I have a web interface where users can manage their own population of STB hardware. ... What I want to do is allow users to build their own custom sort statements which they can store in a text file.
This means you'd be giving your users the power to run arbitrary Perl code under whatever user the webserver executes scripts as. So for example, if your web interface has access to a database, you're giving your users the power to access anything in that database that the web interface can, likely including other customer's records. Here you said:
I maintain all instances of the interface
One safer alternative is to give your users a predefined selection of sort orderings. Regexes such as the ones below cover all the cases you showed here. If some other user has yet another custom naming scheme that these orderings don't match, or they want some other arbitrary sort order, then it'd be fairly straightforward for you to add a new set of regexes to the %orderings hash. You would remain in control of the code that gets executed.
use warnings;
use strict;
my @examples = (
[ 'Rack1-Unit2', 'Rack3-Unit1', 'Rack1-Unit1' ],
[ 'R2U3', 'R1U4', 'R10U1', 'R1U1' ],
[ 'R2-U3', 'R1-U4', 'R10-U1', 'R1-U1' ],
);
my $rackre = qr/R(?:ack)?(\d+)/i;
my $unitre = qr/U(?:nit)?(\d+)/i;
my %orderings = (
rackfirst => sub { ($a =~ $rackre)[0] <=> ($b =~ $rackre)[0]

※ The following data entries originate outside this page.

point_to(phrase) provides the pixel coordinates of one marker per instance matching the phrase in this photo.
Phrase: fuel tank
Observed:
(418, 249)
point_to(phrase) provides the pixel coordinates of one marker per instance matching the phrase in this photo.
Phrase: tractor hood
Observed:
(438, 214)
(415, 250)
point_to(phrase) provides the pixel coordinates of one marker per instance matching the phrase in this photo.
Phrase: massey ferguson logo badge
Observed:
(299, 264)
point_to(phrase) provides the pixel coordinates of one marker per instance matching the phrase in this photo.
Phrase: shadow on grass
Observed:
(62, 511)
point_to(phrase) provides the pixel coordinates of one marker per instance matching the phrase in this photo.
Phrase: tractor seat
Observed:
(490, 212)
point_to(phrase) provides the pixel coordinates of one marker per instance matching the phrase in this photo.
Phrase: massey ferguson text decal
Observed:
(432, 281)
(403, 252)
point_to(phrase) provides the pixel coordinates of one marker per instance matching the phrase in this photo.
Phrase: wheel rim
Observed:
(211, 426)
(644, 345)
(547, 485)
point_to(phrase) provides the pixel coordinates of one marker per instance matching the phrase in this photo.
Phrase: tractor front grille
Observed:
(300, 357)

or ($a =~ $unitre)[0] <=> ($b =~ $unitre)[0] },
unitfirst => sub { ($a =~ $unitre)[0] <=> ($b =~ $unitre)[0]
or ($a =~ $rackre)[0] <=> ($b =~ $rackre)[0] },
);
for my $ex (@examples) {
print "Input: @$ex\n";
for my $o (sort keys %orderings) {
my @sorted = sort {&{$orderings{$o}}} @$ex;
print "$o: @sorted\n";
}
}
__END__
Input: Rack1-Unit2 Rack3-Unit1 Rack1-Unit1
rackfirst: Rack1-Unit1 Rack1-Unit2 Rack3-Unit1
unitfirst: Rack1-Unit1 Rack3-Unit1 Rack1-Unit2
Input: R2U3 R1U4 R10U1 R1U1
rackfirst: R1U1 R1U4 R2U3 R10U1
unitfirst: R1U1 R10U1 R2U3 R1U4
Input: R2-U3 R1-U4 R10-U1 R1-U1
rackfirst: R1-U1 R1-U4 R2-U3 R10-U1
unitfirst: R1-U1 R10-U1 R2-U3 R1-U4
(Note a Schwartzian transform could also be used to improve performance.)